Rethinking Data and Feature Engineering
Project description
mloda: Make data and feature engineering shareable
⚠️ Early Version Notice: mloda is in active development. Some features described below are still being implemented. We're actively seeking feedback to shape the future of the framework. Share your thoughts!
🍳 Think of mloda Like Cooking Recipes
Traditional Data Pipelines = Making everything from scratch
- Want pasta? Make noodles, sauce, cheese from raw ingredients
- Want pizza? Start over - make dough, sauce, cheese again
- Want lasagna?

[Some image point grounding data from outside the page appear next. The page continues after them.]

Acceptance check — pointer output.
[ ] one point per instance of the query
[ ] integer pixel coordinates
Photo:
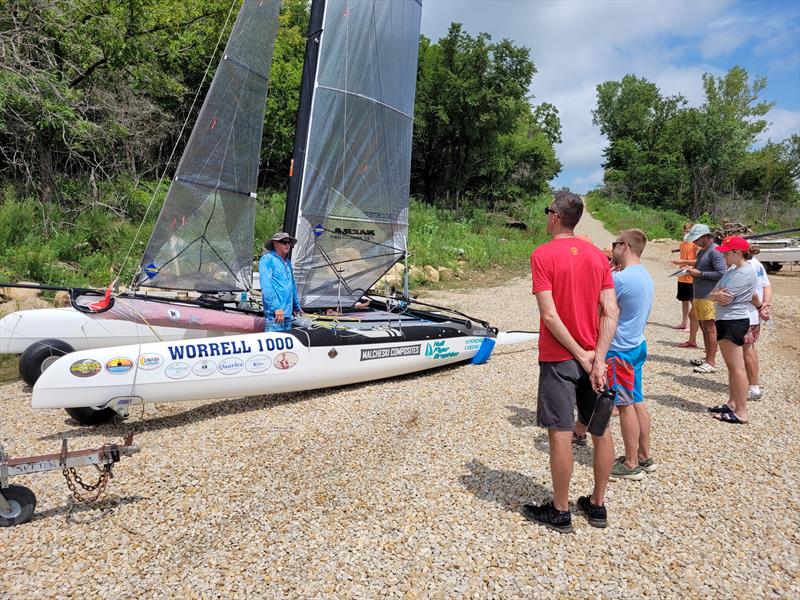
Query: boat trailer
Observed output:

Repeat everything once more
- Can't share recipes easily - they're mixed with your kitchen setup
mloda = Using recipe components
- Create reusable recipes: "tomato sauce", "pasta dough", "cheese blend"

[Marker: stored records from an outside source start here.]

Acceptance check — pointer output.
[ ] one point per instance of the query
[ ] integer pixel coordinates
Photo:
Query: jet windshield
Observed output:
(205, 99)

- Use same "tomato sauce" for pasta, pizza, lasagna
- Switch kitchens (home → restaurant → food truck) - same recipes work
- Share your "tomato sauce" recipe with friends - they don't need your whole kitchen
Result: Instead of rebuilding the same thing 10 times, build once and reuse everywhere!
Installation
pip install mloda
1. The Core API Call - Your Starting Point
The One Command That Does Everything
# This is the heart of mloda. You describe what you want and mloda resolves the dependencies.

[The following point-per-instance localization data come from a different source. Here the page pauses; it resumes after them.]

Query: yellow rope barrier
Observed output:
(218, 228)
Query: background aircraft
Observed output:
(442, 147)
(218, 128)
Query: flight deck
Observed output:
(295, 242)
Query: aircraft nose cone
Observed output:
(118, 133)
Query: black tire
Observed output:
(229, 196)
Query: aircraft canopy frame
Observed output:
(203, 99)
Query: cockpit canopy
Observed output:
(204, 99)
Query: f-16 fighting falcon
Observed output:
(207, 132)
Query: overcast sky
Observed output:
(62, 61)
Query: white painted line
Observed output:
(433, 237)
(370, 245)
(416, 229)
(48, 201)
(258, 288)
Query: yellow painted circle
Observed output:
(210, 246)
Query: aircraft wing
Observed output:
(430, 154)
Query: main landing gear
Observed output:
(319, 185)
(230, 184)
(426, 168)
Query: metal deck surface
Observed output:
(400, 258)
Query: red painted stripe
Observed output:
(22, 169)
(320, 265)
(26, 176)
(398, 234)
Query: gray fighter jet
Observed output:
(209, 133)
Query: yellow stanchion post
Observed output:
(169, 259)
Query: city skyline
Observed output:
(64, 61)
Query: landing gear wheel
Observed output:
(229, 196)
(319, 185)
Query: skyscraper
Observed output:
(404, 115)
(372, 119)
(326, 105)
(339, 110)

from mloda_core.api.request import mlodaAPI
result = mlodaAPI.run_all(
features=["age", "standard_scaled__weight"]
)
# That's it! You get processed data back
data = result[0]
print(data.head())
What just happened?
- mloda found your data automatically
- Applied transformations (scaling, encoding)
- Returned clean, ready-to-use DataFrame
Key Insight: As long as the plugins and data accesses exist, mloda can derive any feature automatically.
2. Setting Up Your Data
Using DataCreator - The mloda Way
# DataCreator: Perfect for testing, demos, and prototyping
# Use this when you need synthetic data or want to test mloda without external files
from mloda_core.abstract_plugins.components.input_data.creator.data_creator import DataCreator
from mloda_core.abstract_plugins.abstract_feature_group import AbstractFeatureGroup
class SampleDataFeature(AbstractFeatureGroup):
@classmethod
def input_data(cls):
# Define what columns your data will have
return DataCreator({
"age", "weight", "state", "income", "target"
})
@classmethod
def calculate_feature(cls, data, features):
# Generate sample data that matches your DataCreator specification
# This is where you'd normally load from files, databases, or APIs
return {
'age': [25, 30, 35, None, 45, 28, 33],
'weight': [150, 180, None, 200, 165, 140, 175],
'state': ['CA', 'NY', 'TX', 'CA', 'FL', 'NY', 'TX'],
'income': [50000, 75000, 85000, 60000, None, 45000, 70000],
'target': [1, 0, 1, 0, 1, 0, 1]
}
When to Use DataCreator vs Other Data Access Methods:
- DataCreator: For testing, demos, synthetic data, or when you want to generate data programmatically within mloda
- File Access (
DataAccessCollectionwith files): When your data lives in CSV, JSON, Parquet, etc. - Database Access (
DataAccessCollectionwith credentials): When connecting to SQL databases, data warehouses - API Access: When fetching data from REST APIs or other web services
Key Insight: DataCreator is mloda's built-in data generation tool - perfect for getting started without external dependencies. Once you're ready for production, switch to file or database access methods.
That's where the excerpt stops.